De aquella inesperada
prórroga, con la que ni él mismo contaba, sus interpretaciones fueron
arrimándose cada vez más a lo místico, a la elevación metafísica.
De la arrolladora ciudad de Berlín se desplazó a
la tranquila y plácida Lucerna. Allí construyó un proyecto a la medida de sus
fuerzas. Vivió años pletóricos. La fe en la música fue alimento para su cuerpo
maltrecho. “Siempre decía que era su mejor medicina”, explicaba ayer Martín
Baeza-Rubio, trompeta y director español que le acompañó en la mayoría de sus
proyectos. “Para él todo estaba en la música de cámara. Una orquesta era un
quinteto de cuerda un poco más grande. Todo el mundo debía entender ese diálogo
con el del al lado”, recuerda.
Criado en una familia de
músicos, estudió piano, dirección y composición en el conservatorio de Milán.
Aprendió de su padre, el violinista Michelangelo Abbado, y del mítico Carlo María Giulini. En Viena, donde completó
sus estudios, coincidió con personalidades que le acompañarían en su carrera
como Martha Argerich. Siempre rodeado de amigos. No se le conocen grandes
rivalidades, excepto aquella, acentuada por los medios y zanjada en los últimos
tiempos, con Muti, quien le sustituyó después de casi dos décadas en La Scala. Justo cuando
Abbado se marchó a Berlín, donde ayer la formación lamentaba su pérdida: “Su
amor por la música y su insaciable curiosidad fueron una inspiración para
nosotros y dejó su marca en nuestra manera de hacer desde los primeros
conciertos en 1966. Estamos orgullosos de contarle entre nuestros directores
titulares y de ser parte de su legado musical”.
En su vertiente
operística también trabó relaciones de fidelidad con cantantes como Teresa
Berganza. Juntos hicieron casi todo Rossini. Ayer hablaba de él como el músico
más influyente y extraordinario que ha conocido. “Cantar con él era muy fácil.
No hacía falta mirarle las manos, con los ojos ya sabía lo que quería. Mi
primera Carmen fue
con él. Han sido muchos años de hacer buena música juntos. Perdemos para mí el
más grande. No es solo él, es una época la que se va”.
El año pasado fue
nombrado senador vitalicio por el presidente de la República Italiana,
Giorgio Napolitano. En diciembre decidió renunciar al sueldo del cargo y
donarlo a la Escuela
de música de Fiesole, en la
Toscana. Vivía horrorizado por la
situación de la cultura en su país, mutilada por los recortes. Hombre de
izquierdas, comparaba a quienes lo han permitido con criminales. A
menudo citaba a Alemania y Austria como un ecosistema donde las artes podían
sobrevivir y desarrollarse en Europa. Todo estaba en la educación. Por eso
adoraba el Sistema de Orquestas venezolano y su “santo” José Antonio Abreu.

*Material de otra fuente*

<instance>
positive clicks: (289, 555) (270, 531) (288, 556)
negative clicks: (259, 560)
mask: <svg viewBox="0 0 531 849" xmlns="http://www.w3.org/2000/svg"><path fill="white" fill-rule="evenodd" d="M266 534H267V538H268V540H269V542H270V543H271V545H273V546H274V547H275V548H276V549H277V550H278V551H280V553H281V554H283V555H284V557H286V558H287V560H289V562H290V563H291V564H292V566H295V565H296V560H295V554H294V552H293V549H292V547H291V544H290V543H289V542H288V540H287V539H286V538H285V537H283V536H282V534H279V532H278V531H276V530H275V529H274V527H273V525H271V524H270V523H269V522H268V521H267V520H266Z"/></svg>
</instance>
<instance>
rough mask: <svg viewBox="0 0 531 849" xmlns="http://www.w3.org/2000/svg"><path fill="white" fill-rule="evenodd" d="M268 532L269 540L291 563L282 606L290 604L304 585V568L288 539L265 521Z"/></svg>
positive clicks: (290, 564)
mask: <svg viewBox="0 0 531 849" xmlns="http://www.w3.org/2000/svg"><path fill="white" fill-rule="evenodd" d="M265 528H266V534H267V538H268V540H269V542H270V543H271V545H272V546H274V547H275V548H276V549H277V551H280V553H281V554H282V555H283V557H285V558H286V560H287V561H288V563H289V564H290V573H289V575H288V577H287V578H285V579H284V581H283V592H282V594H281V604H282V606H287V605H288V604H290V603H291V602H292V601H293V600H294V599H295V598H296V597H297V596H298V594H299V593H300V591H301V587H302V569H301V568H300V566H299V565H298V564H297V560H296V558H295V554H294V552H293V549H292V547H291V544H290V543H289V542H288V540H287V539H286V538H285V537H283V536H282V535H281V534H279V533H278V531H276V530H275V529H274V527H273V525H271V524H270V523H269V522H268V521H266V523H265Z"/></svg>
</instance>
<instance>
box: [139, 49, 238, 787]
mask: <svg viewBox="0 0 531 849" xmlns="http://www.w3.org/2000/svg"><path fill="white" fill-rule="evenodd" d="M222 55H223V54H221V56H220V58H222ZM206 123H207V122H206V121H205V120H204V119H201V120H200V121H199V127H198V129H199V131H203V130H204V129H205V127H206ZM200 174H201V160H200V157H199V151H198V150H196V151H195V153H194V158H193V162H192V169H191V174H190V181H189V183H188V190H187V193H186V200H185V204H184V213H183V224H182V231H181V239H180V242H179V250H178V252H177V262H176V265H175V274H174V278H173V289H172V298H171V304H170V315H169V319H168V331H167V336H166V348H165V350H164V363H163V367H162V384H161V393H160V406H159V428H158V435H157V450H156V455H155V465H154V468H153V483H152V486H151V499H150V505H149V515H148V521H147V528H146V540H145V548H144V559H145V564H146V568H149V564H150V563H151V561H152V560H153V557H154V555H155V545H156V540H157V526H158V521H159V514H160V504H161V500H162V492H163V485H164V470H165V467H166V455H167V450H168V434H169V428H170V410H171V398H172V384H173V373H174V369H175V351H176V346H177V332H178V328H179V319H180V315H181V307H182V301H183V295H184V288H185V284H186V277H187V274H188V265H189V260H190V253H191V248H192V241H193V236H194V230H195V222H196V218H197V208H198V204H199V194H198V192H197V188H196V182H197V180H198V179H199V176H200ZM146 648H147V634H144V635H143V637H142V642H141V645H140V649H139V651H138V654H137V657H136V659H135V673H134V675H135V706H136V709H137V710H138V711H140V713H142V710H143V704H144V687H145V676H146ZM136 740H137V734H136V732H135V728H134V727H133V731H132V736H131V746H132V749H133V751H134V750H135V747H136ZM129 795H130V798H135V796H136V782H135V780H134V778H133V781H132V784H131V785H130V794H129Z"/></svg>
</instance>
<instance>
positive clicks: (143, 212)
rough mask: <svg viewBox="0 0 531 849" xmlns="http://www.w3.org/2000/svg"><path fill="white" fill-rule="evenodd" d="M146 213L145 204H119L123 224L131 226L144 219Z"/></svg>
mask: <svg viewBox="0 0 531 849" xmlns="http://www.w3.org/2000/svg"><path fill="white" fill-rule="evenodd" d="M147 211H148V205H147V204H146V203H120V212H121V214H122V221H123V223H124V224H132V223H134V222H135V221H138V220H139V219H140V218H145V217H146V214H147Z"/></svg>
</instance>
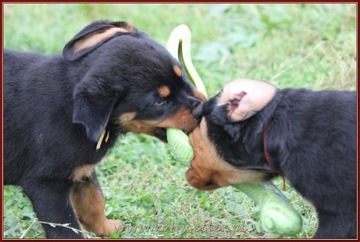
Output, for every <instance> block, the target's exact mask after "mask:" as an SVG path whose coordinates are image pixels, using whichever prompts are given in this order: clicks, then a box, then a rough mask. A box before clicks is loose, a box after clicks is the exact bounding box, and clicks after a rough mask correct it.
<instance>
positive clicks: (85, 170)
mask: <svg viewBox="0 0 360 242" xmlns="http://www.w3.org/2000/svg"><path fill="white" fill-rule="evenodd" d="M93 170H94V165H83V166H81V167H78V168H76V169H75V170H74V171H73V173H72V175H71V177H70V179H71V180H72V181H74V182H80V181H81V180H82V179H83V178H84V177H90V176H91V173H92V172H93Z"/></svg>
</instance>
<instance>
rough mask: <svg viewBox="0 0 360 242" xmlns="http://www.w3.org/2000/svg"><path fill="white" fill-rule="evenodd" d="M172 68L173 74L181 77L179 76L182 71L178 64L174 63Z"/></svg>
mask: <svg viewBox="0 0 360 242" xmlns="http://www.w3.org/2000/svg"><path fill="white" fill-rule="evenodd" d="M173 68H174V71H175V74H176V75H177V76H179V77H181V76H182V71H181V68H180V66H178V65H174V67H173Z"/></svg>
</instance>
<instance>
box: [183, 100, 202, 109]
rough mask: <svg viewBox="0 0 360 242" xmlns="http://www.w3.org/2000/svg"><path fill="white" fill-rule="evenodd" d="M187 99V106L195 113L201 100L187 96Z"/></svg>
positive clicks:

Ayer, el icono de ese trabajo, Gustavo Dudamel, lloraba su pérdida. “Para mí
será siempre parte de ese excelso grupo de genios en la historia del Arte. Su
infinita generosidad y amor serán siempre unos de los más valiosos tesoros que
guardaré en esta vida”.
Como otras veces, el
programa de su último concierto el 26 de agosto en Lucerna también fue el
subtexto de su propia biografía. La Incompleta de Schubert y la Novena de Bruckner, ambas sinfonías
inacabadas al alcanzar la muerte a sus compositores. A él también le sorprendió
el final con decenas de proyectos. Estaba ilusionado con retomar la Tercera de Schumann, que canceló el pasado
verano y recuperaría en 2014. Y de completar la integral de Brahms con la
orquesta de Lucerna. Siempre sin la partitura. Tanto para la música, como para
darle esquinazo a su propio destino.